I am so tired of parenting today. I know that sounds really, really bad. But I am so over it. Today was one of those days that my boys were at each other from the time they got up until…well, they still are. It’s 9:32pm (to be precise) and they just won’t quit.
The day started filled with drama. I had just barely shut the door to five minutes of peace in the bathroom when I heard my oldest come tearing up the stairs in complete hysterics. “I’m dying! I’m dying! It hurts!”
So, being the wonderful mom that I am, I ignored him and plopped my butt down anyway. “Hold on, I’m going to the bathroom.”
“But, I’m dying. I’m having an allergic reaction. I got sting by a bee! I am never going to feed the outside cats again. Oh, it hurts. It hurts! Hurry up, Mom, because I am dying here.”
Ladies, I tried really, really hard not to laugh. But, well, I snorted anyway. I finished up and opened up the door. He held his hand out to me, “Don’t laugh at me. I can’t look. I know I am going to die.”
Granted, he is allergic to bees, but not in an anaphylactic kind of way. His hand was pretty swollen, so he was having an allergic reaction, but he definitely wasn’t dying. I gave him some Benadryl, an ice pack, a few hugs and sent him on his way. He went downstairs where his younger brother promptly gave him a rendition of his dying moments. Ice pack went flying and wrestling ensued. I pulled them apart, gave him back his ice pack and went to get breakfast.
After breakfast, we hopped in the car to drive the mile to my parent’s house to take care of their dogs since they’re away. Half way there, my oldest started freaking out and promptly jumped in my lap. While. I. Was. Driving.
“The bee is in my shirt! Oh, my-what!!! He’s trying to kill me.”
My youngest starts screaming, “Get off, Mommy, you big jerk! You’re going to crash us.”
I simultaneously laughed and yelled at him to get off me. He jumps off of me and tries to jump into the back seat but has trouble since his foot is now caught in his seatbelt.
You can’t make this stuff up. I pull off the road as he gets his foot free and jumps onto my youngest in the back seat as this little honey bee floats down to the seat. It tries to fly, but can’t. I assume it’s traumatized from spending the last half hour in my 13 year old’s shirt, right under his armpit. I’d be traumatized too.
I am laughing so hard at this point, I can’t see straight as I get of the car to walk around and get the bee out of the other side. In the thirty seconds it takes, the bee disappears and both boys are flipping out in the backseat. My oldest shows me where he was stung an additional three times on his chest, and of course, furthering his chances of dying sooner than later. I remind him that he is chock-full of Benadryl.
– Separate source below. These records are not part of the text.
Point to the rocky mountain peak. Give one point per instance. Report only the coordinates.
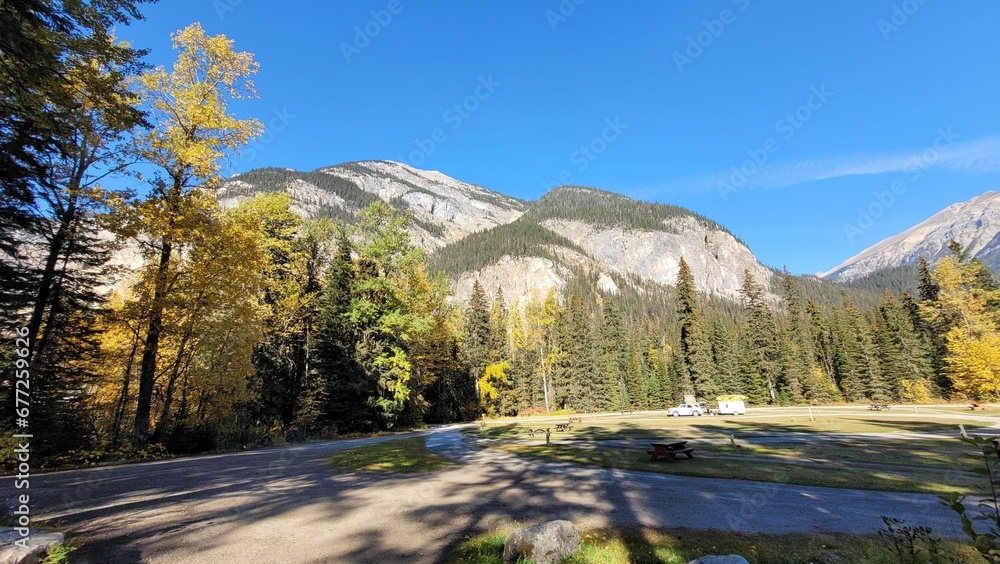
(974, 224)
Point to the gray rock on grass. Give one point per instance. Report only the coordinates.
(38, 544)
(730, 559)
(543, 544)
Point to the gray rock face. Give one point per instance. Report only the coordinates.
(730, 559)
(975, 224)
(446, 210)
(544, 544)
(716, 258)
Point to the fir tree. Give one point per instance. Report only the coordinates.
(695, 348)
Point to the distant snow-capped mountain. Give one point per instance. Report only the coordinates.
(974, 224)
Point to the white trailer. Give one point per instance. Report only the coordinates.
(732, 405)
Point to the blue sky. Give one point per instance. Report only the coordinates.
(811, 130)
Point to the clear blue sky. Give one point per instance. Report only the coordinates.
(696, 89)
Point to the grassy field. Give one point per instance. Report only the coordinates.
(670, 547)
(782, 445)
(658, 427)
(403, 455)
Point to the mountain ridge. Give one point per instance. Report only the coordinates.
(471, 232)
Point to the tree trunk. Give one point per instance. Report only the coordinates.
(44, 297)
(147, 369)
(116, 426)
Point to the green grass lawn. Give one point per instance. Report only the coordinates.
(403, 455)
(726, 462)
(924, 465)
(609, 428)
(670, 547)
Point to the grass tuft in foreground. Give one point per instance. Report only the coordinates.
(403, 455)
(680, 546)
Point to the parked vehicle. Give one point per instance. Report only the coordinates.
(732, 405)
(687, 409)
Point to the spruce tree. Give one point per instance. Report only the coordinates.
(761, 363)
(695, 348)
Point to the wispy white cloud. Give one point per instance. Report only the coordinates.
(975, 156)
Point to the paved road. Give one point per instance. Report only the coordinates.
(286, 505)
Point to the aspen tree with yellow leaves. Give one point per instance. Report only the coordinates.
(965, 308)
(191, 133)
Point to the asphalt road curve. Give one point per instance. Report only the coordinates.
(285, 504)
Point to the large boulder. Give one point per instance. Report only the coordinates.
(543, 544)
(730, 559)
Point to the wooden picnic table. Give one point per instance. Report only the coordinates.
(670, 450)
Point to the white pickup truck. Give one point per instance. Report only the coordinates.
(687, 409)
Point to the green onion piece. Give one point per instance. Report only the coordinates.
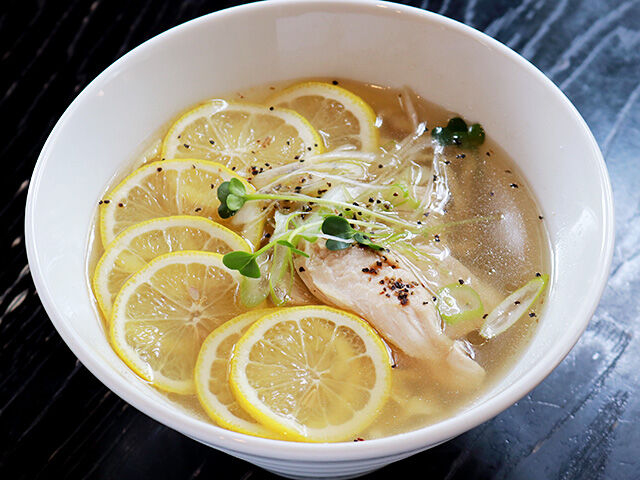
(513, 307)
(458, 303)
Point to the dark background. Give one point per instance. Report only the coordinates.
(58, 421)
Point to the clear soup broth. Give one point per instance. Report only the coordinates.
(450, 210)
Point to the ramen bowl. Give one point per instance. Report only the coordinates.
(382, 43)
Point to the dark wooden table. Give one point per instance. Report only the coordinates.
(57, 421)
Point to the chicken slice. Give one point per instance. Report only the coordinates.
(390, 297)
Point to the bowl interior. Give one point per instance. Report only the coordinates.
(387, 44)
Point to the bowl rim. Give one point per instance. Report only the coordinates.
(404, 443)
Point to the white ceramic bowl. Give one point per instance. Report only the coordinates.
(384, 43)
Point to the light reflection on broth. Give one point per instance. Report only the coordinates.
(502, 251)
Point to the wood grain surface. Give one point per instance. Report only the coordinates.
(57, 421)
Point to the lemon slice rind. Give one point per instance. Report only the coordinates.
(220, 412)
(368, 135)
(123, 241)
(119, 318)
(117, 197)
(242, 151)
(288, 427)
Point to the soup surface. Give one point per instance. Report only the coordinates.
(412, 241)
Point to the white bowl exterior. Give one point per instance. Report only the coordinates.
(446, 62)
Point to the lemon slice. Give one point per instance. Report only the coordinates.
(311, 373)
(165, 311)
(141, 243)
(247, 138)
(173, 187)
(212, 376)
(340, 116)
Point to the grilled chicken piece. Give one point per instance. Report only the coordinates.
(390, 297)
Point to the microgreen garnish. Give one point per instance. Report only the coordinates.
(232, 196)
(458, 133)
(244, 262)
(340, 227)
(333, 226)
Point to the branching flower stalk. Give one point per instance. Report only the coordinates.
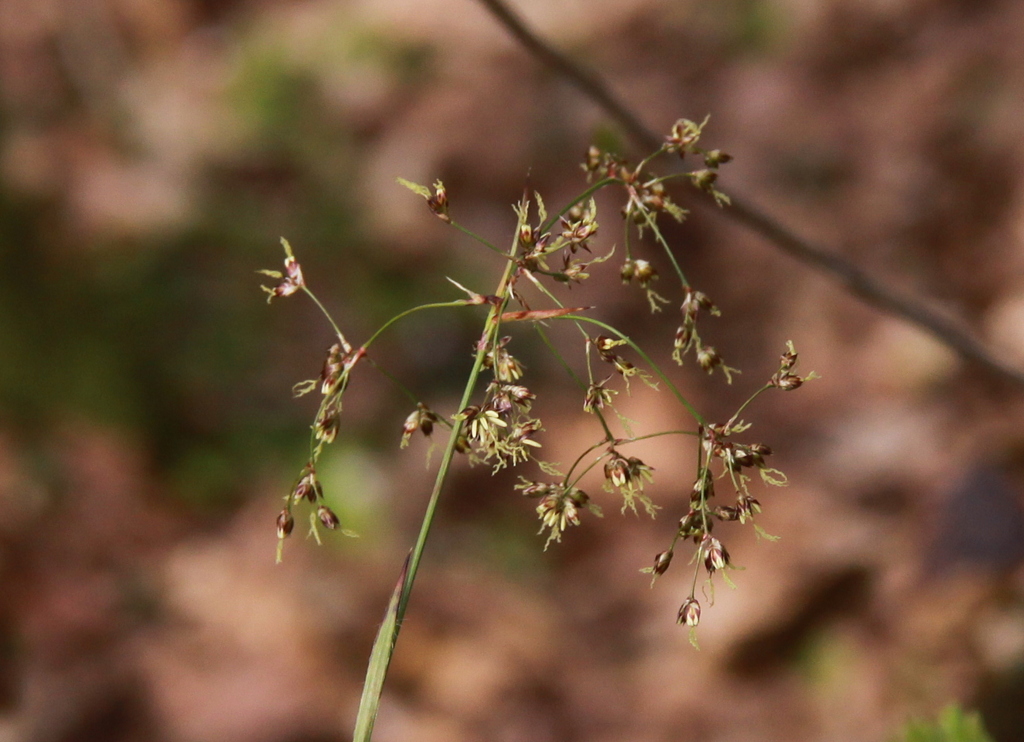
(495, 423)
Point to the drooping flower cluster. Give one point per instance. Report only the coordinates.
(498, 427)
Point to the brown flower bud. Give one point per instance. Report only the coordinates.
(704, 179)
(689, 612)
(327, 517)
(662, 562)
(716, 157)
(708, 358)
(285, 524)
(715, 555)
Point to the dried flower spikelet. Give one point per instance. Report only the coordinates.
(421, 419)
(331, 374)
(438, 202)
(535, 489)
(662, 562)
(692, 525)
(328, 423)
(705, 179)
(727, 513)
(327, 517)
(306, 488)
(786, 382)
(708, 358)
(285, 524)
(628, 270)
(715, 158)
(694, 301)
(715, 555)
(616, 470)
(689, 612)
(292, 278)
(684, 136)
(598, 396)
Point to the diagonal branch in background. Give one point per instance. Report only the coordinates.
(839, 268)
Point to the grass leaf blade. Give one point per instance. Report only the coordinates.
(380, 658)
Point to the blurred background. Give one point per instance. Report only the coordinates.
(152, 153)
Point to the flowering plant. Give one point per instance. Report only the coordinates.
(495, 423)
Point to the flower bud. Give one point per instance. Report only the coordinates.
(689, 612)
(715, 555)
(727, 513)
(705, 179)
(327, 517)
(644, 271)
(285, 524)
(617, 471)
(690, 523)
(628, 270)
(662, 562)
(716, 157)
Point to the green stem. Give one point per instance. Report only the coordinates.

We go take care of the dogs and head to church.
“Why are we going to church?” Bubbs wants to know.
“To get your summer math packet you left on the table yesterday when I went in to finish cleaning up after VBS.”
“You mean you’re not waiting until Sunday to get it?”
Then my oldest starts laughing at my youngest and the day just went completely downhill from there.
“He’s laughing at me!”
“He’s dropping a giant boogie filled loogie in my face.”
“He hit me!”
“He broke my light saber.”
“He picked his nose and flicked it at me!”
“He said he would look at my Pokémon cards with me but now he won’t”
“He’s sitting on the dog.”
“He’s swinging the cat!”
“He’s a jerk.”
“He said my feet smell.”
“He’s sitting on my face!”
“He farted on me and hit me when I farted on him back!”
“He played 7.2 milliseconds longer on the PlayStation than I did and it’s not fair!”
Blah. Blah. Blah.
Mixed in with this was random teenage angst, fueled by enhanced ADHD emotional outbursts and combined with a ten year old who is at the moment having trouble knowing exactly how to healthily handle his anger.
I’m just over it. But, according to my mom when I talked to her earlier tonight, I shouldn’t be voicing that out loud. Not so they can possibly hear it, anyway. She told me that I would someday miss it like she did.
“Wait. Mom, you can honestly tell me that you miss the teenage years?”
Silence followed by soft laughter. “No, not the teenage years.”
So, yeah I am really over this parenting thing today. It is hard. Really hard.
I just got up to check on the boys because they’ve been too quiet for the last fifteen minutes while I’ve been writing this. Sigh. They are sitting side by side, squeezed together in our Lazy boy, my youngest with his arm slung around his big brother’s shoulders, watching an old Pokémon cartoon on Netflix and discussing the finer points of catching them all. They’re smiling. Not fighting. Not tattling. Getting along. I love it.
Maybe this parenting thing isn’t too bad after all.